# Rescue videos



## Ilovealldogs (Nov 17, 2006)

I thought it would be nice to post touching rescue videos. Add yours to the list! Here is one of many that I liked:

http://www.youtube.com/watch?v=plAvXTvCIyw&feature=related


----------



## AbbyK9 (Oct 11, 2005)

This is one of mine. I did have it on my dog video account, but YouTube deleted it because of the music. Let's hope they won't find it on this account.

http://www.youtube.com/watch?v=BfApgAHE7XI


----------



## MatsiRed (Dec 5, 2004)

_...YouTube deleted it because of the music..._

Chris, I've seen your video in circulation, watched it a few times myself, and it's made a great impression on me and many others.

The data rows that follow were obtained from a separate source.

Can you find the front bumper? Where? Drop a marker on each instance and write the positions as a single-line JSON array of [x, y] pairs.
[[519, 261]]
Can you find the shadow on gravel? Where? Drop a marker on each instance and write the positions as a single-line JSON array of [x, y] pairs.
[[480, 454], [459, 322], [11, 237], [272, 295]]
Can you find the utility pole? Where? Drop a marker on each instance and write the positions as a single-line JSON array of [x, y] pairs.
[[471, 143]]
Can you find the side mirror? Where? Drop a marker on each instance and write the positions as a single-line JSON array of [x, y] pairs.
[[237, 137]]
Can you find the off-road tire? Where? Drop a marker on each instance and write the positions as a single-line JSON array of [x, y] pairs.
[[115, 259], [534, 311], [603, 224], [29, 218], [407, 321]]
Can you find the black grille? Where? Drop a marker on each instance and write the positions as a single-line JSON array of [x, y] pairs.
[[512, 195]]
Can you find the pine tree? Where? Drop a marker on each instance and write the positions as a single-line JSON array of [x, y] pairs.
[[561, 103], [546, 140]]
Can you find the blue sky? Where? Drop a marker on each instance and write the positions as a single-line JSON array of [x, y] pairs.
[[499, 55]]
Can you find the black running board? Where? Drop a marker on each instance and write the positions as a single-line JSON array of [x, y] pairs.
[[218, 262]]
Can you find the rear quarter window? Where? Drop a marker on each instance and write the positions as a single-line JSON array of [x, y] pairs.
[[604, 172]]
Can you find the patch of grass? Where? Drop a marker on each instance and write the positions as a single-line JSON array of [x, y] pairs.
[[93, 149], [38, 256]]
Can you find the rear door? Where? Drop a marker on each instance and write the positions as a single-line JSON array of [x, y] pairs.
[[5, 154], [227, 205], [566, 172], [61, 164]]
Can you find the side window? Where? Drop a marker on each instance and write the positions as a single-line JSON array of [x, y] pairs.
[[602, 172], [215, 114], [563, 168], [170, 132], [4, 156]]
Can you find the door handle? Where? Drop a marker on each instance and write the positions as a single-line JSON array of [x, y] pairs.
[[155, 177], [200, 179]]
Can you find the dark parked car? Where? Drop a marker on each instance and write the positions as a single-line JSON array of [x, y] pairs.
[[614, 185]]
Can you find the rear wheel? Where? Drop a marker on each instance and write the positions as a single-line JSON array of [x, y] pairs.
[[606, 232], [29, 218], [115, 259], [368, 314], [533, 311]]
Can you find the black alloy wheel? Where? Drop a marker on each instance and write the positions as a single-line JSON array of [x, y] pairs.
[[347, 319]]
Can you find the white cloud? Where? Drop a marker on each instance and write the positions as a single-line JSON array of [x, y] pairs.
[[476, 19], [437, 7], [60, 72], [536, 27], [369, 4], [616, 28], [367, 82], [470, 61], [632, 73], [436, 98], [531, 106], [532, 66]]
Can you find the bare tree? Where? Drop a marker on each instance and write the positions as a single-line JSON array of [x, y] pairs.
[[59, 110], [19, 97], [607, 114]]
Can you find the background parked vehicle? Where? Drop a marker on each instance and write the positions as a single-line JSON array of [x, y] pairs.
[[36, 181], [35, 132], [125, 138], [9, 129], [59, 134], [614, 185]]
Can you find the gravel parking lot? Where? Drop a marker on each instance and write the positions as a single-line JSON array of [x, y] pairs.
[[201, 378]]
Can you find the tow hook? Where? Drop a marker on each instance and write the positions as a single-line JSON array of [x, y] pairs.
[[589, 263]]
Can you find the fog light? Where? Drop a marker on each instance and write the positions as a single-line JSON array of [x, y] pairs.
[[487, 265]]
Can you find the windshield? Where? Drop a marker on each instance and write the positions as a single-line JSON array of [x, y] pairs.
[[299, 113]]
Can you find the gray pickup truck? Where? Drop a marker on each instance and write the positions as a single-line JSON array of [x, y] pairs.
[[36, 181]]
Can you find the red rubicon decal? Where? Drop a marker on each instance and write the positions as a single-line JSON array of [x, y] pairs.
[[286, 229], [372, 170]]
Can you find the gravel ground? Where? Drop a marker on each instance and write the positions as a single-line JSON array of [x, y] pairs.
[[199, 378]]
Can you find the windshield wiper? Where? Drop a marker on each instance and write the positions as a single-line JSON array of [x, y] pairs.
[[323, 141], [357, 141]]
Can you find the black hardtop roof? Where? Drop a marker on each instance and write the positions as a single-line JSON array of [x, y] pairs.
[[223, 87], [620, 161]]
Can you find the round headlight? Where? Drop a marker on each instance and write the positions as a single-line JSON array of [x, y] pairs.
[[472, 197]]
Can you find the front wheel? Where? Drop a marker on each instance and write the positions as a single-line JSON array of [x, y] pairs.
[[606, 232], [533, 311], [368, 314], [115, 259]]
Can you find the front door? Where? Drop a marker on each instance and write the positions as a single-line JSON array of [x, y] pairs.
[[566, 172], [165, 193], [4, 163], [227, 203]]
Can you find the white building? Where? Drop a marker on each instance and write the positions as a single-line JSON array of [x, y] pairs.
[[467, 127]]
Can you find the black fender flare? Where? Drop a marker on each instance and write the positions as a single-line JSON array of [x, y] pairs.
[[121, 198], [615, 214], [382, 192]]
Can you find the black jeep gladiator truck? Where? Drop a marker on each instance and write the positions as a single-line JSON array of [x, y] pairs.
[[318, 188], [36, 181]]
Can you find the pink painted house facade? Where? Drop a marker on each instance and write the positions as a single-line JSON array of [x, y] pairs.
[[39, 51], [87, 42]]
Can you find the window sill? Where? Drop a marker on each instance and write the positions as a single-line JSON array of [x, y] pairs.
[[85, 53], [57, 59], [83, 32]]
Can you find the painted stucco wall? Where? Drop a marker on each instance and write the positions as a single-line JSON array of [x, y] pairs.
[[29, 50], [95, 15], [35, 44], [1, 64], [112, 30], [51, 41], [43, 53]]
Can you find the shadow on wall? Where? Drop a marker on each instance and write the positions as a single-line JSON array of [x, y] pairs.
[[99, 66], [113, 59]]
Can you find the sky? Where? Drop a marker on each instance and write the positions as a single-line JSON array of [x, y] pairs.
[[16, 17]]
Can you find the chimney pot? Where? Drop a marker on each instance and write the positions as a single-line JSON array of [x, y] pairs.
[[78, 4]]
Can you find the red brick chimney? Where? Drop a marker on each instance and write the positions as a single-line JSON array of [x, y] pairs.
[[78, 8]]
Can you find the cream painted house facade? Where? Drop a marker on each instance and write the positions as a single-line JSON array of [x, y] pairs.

What was the issue in terms of deleting it? Music rights?


----------



## AnnaRiley (Feb 14, 2008)

Both are very moving. And I just put my eye makeup on to leave the house!


----------



## Ilovealldogs (Nov 17, 2006)

Here's another one:

http://www.youtube.com/watch?v=7_MqtIbshjU


and one on a GSD recue- very long but a good video: 

http://www.youtube.com/watch?v=8Wg7YQDCVeg


----------



## butch33611 (May 4, 2007)

Heres one of Sarge and I. When we got him he had been abused and starved. Left outside chained to a tree with no shelter from the storms for the first year of his life. Then he went to a new home where he was beaten on a regular basis. Then he came to live with us. I promised him he would never suffer any more needless abuse the rest of his life. Hes now 5 and a half and couldnt not be a happier dog.

http://www.youtube.com/my_videos


The second video I have there is a portion of a screen saver I did for the members here. Check it out, you might know somebody.

http://www.youtube.com/my_videos


----------